A group of intelligentsia, students, representatives of the civil society and business community formed the Social-Liberal Initiative Group headed by Oleg Serebrian. The Manifest released by the members of the initiative group on March 12, 2001 highlighted the intention to found a party, namely Social-Liberal Party, on the liberal niche of the political spectrum.
The Christian-Democratic Women's League, founded in 1990, was the first party to salute the initiative and subscribe to its principles. The National Youth League of Moldova, founded in 1991, followed the example shortly after.
The Founding Congress of the SLP was convened on May 9, 2001, on the European Day. The Congress adopted the party bylaws, elected the governing bodies as well as the party Chair - Oleg Serebrian.
SLP aims to establish a new political elite in the Republic of Moldova formed of young people, representing various religions and linguistic minorities and functioning according to some new principles enabling the party to avoid its stiffening.
Driven by the goal to secure broad representation in the territories, the SLP started establishing party structures at the grassroots, including in the "wastelands" of political representation. The major goal of the SLP's campaign of recruiting new members was to attract activists interested in solving community problems, activists well respected and appreciated by the community.
Another priority direction of the SLP activity is to monitor the Communist governing and to express its standpoint with regard to the actions of the country leadership. An illustration of this is the SLP boycott of the early local elections set by the Parliament for April 7, 2002 and later on outlawed by the Constitutional Court. Party's positions are made public by its representatives in media outlets (including the local ones) as well as during political events, one of the most important being the rally In Europe without Communism held on February 24, 2002 jointly with the European Movement of Moldova and other civic organizations.

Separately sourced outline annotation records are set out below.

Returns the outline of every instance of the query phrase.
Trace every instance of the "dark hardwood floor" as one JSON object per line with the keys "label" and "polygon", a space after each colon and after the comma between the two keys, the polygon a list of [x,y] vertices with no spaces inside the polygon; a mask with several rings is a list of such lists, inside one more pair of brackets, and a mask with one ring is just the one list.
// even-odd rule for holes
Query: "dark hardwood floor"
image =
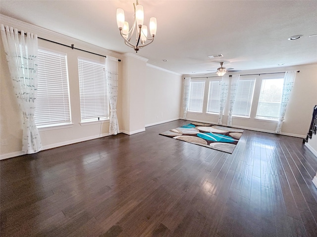
{"label": "dark hardwood floor", "polygon": [[232,154],[178,120],[1,160],[1,237],[317,237],[317,158],[245,130]]}

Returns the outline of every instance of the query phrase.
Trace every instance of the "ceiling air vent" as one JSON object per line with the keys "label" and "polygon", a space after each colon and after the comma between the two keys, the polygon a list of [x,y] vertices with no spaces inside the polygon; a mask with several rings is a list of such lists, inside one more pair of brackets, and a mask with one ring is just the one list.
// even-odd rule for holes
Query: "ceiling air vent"
{"label": "ceiling air vent", "polygon": [[208,56],[209,58],[220,58],[220,57],[223,57],[223,55],[221,54],[214,54],[213,55],[211,55]]}

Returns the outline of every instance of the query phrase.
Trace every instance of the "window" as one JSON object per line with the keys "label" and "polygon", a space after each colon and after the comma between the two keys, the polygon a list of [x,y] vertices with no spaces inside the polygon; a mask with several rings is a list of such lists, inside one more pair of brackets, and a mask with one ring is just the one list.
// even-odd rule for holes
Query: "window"
{"label": "window", "polygon": [[220,80],[210,80],[209,81],[207,113],[219,114],[221,90],[221,81]]}
{"label": "window", "polygon": [[105,65],[78,58],[82,122],[109,118]]}
{"label": "window", "polygon": [[250,118],[255,79],[239,80],[232,115]]}
{"label": "window", "polygon": [[257,118],[276,120],[279,116],[283,79],[264,79],[259,98]]}
{"label": "window", "polygon": [[205,81],[191,81],[188,111],[203,112]]}
{"label": "window", "polygon": [[39,49],[35,123],[39,127],[71,122],[65,54]]}

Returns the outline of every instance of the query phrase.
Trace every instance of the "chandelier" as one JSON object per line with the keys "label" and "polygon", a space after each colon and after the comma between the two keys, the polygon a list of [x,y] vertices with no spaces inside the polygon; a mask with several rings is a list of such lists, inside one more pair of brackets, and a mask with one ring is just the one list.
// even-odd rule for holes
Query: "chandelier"
{"label": "chandelier", "polygon": [[226,68],[222,67],[222,64],[223,64],[223,62],[220,63],[220,68],[217,69],[217,72],[216,72],[219,77],[222,77],[227,73]]}
{"label": "chandelier", "polygon": [[[154,37],[157,33],[157,18],[151,17],[150,19],[150,34],[151,37],[148,38],[148,27],[143,25],[144,12],[143,6],[139,5],[138,0],[136,4],[133,3],[134,7],[134,22],[132,27],[129,30],[129,23],[124,21],[124,11],[121,8],[117,9],[117,24],[120,30],[120,34],[124,39],[124,43],[129,47],[133,48],[137,53],[139,49],[148,45],[153,42]],[[131,39],[135,30],[136,31],[135,43],[130,42]],[[150,40],[145,43],[147,40]]]}

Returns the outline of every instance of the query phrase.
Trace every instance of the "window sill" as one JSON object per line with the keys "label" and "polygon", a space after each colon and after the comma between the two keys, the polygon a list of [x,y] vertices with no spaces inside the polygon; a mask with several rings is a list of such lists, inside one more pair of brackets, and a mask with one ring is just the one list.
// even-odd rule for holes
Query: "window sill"
{"label": "window sill", "polygon": [[62,129],[63,128],[68,128],[69,127],[72,127],[73,123],[65,123],[61,124],[60,125],[53,125],[52,126],[47,126],[43,127],[38,127],[38,130],[40,132],[43,131],[49,131],[51,130],[56,130],[56,129]]}
{"label": "window sill", "polygon": [[238,116],[236,115],[233,115],[232,116],[233,118],[239,118],[239,119],[250,119],[250,117],[244,117],[243,116]]}
{"label": "window sill", "polygon": [[256,118],[255,119],[257,121],[263,121],[264,122],[273,122],[273,123],[276,123],[278,121],[277,119],[270,119],[269,118]]}
{"label": "window sill", "polygon": [[187,113],[190,113],[191,114],[198,114],[199,115],[203,114],[203,112],[197,112],[196,111],[187,111]]}
{"label": "window sill", "polygon": [[219,116],[219,114],[216,114],[214,113],[206,113],[206,115],[212,115],[213,116],[217,116],[218,117]]}
{"label": "window sill", "polygon": [[81,126],[87,126],[88,125],[100,124],[105,122],[109,122],[109,119],[100,120],[99,121],[87,121],[79,123]]}

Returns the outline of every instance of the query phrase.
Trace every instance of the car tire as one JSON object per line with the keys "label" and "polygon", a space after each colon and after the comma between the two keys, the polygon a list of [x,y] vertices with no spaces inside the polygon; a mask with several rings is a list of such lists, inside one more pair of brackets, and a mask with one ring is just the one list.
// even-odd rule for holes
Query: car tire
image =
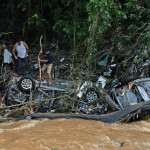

On December 1, 2002 the X Congress of the SLP endorsed the decision of the Permanent Bureaus and National Councils of the Social-Liberal Party and Party of Democratic Forces on the merger of the two parties. The Congress voted amendments to the renewed Social-Liberal Party program and bylaws, elected the Honorary Chair, Deputy Chairs for Foreign Relations and for Political Affairs, and reconfirmed in their positions Deputy Chair on Economics and on Organizational Matters. The Congress also elected the National Censor and Ethics Commission.